Our findings allow questioning certain myths that, whether or not they were true in the past, are in any case now diminishing.


Myth 1: Medical conditions define the lives of older people, and therefore also determine their online interests

If this is true, then why are phones mainly used to socialize and take photos, while the Health & fitness category is in 7th position, out of a total of 12? (See Chart 1).


Myth 2: Older people do not use digital environments for play

If this is true, then why is Games & gambling the fourth most used category of mobile apps, above News & media (5th) and Weather (11th)? (Chart 1).


Myth 3: Older people are alien to digital technologies 

If this is true, then why is mobile usage distributed throughout the day and the night and why does it show a variety of uses? (Chart 2; Charts 1 and 3). 


Myth 4: Older people cannot relate to technology

If this is true, why are participants using their mobiles every day, at different times of day and for different activities? (Charts 1, 2 and 3).

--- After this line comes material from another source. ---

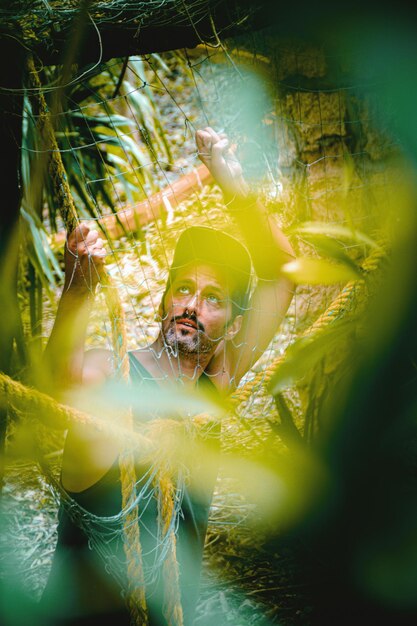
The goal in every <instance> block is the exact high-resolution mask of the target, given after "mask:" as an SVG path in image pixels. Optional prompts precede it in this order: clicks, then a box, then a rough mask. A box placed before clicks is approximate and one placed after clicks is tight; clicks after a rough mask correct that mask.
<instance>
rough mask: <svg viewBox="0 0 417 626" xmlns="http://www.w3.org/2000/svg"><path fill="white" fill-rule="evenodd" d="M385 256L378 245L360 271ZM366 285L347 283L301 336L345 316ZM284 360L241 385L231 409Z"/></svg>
mask: <svg viewBox="0 0 417 626" xmlns="http://www.w3.org/2000/svg"><path fill="white" fill-rule="evenodd" d="M385 255H386V251H385V248H384V246H382V245H379V246H378V247H377V248H375V250H373V252H372V253H371V254H370V255H369V257H368V258H367V259H365V261H364V262H363V264H362V269H363V270H364V272H365V273H367V272H371V271H373V270H375V269H377V268H378V267H379V264H380V261H381V258H383V257H384V256H385ZM366 290H367V285H366V282H365V280H362V279H359V280H352V281H350V282H348V283H347V284H346V285H345V287H344V288H343V289H342V291H341V292H340V293H339V295H338V296H337V297H336V298H335V300H333V302H332V303H331V304H330V306H329V307H328V308H327V309H326V310H325V311H324V313H322V314H321V315H320V317H319V318H318V319H317V320H316V321H315V322H314V323H313V324H312V325H311V326H310V327H309V328H308V329H307V330H306V331H305V332H304V333H303V334H302V335H301V336H303V337H306V336H310V335H314V334H316V333H317V332H319V331H320V330H322V329H323V328H324V327H326V326H327V325H328V324H330V323H332V322H333V321H334V320H335V319H337V318H338V317H339V316H340V315H341V314H346V313H347V311H348V309H349V304H350V303H351V302H352V298H356V300H359V299H360V298H361V297H363V296H364V295H365V293H366ZM284 359H285V353H284V354H282V355H280V356H278V357H277V358H276V359H274V360H273V361H271V363H270V364H269V365H268V367H267V368H265V369H264V370H262V371H260V372H258V373H257V374H256V376H255V377H254V378H253V379H252V380H250V381H248V382H247V383H246V384H244V385H242V387H240V388H239V389H237V390H236V392H235V393H234V394H233V395H232V397H231V403H232V406H233V407H235V408H236V407H237V406H239V404H241V403H243V402H246V401H247V400H249V398H250V396H251V395H252V394H253V392H254V391H255V390H257V389H258V388H259V387H261V386H262V387H263V388H264V389H266V387H267V386H268V384H269V382H270V381H271V379H272V376H273V375H274V373H275V371H276V369H277V367H278V365H279V364H280V363H282V361H284Z"/></svg>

Myth 5: Mobile phone use reduces with age

If this is true, then why is usage over the day similar in the older cohort (70-79) to that of the younger cohort (60-69)? (Chart 2).


Myth 6: The term “older people” describes a homogeneous population group and, therefore, it is not necessary to analyse the various age groups that make it up

If this is true, then why does the use of mobile apps change with age? (Chart 3). The diversity of uses we found justifies detailed analyses to understand the different digital interests and needs throughout old age. 


Myth 7: There is nothing to be learned about older people’s digital practices due to the digital divide. When older people have internet access their use is similar to that of the rest of the adult population

The data show that older people have their own characteristics, which vary with age. Therefore, it is a mistake to extrapolate the results of younger age segments to “guess” the digital practices in old age, because in each stage of life people have different (digital) interests and needs. 


Data comes from the project BConnect@Home (ref. PCIN-2017-080 – Joint Intiative MYBL).


Mireia Fernández-Ardèvol and Andrea Rosales are members of the IN3’s Communication Networks & Social Change (CNSC) research group that aims to analyse selected, relevant social challenges of the network society such as technopolitics, ageing and digital technologies or development and digital divides.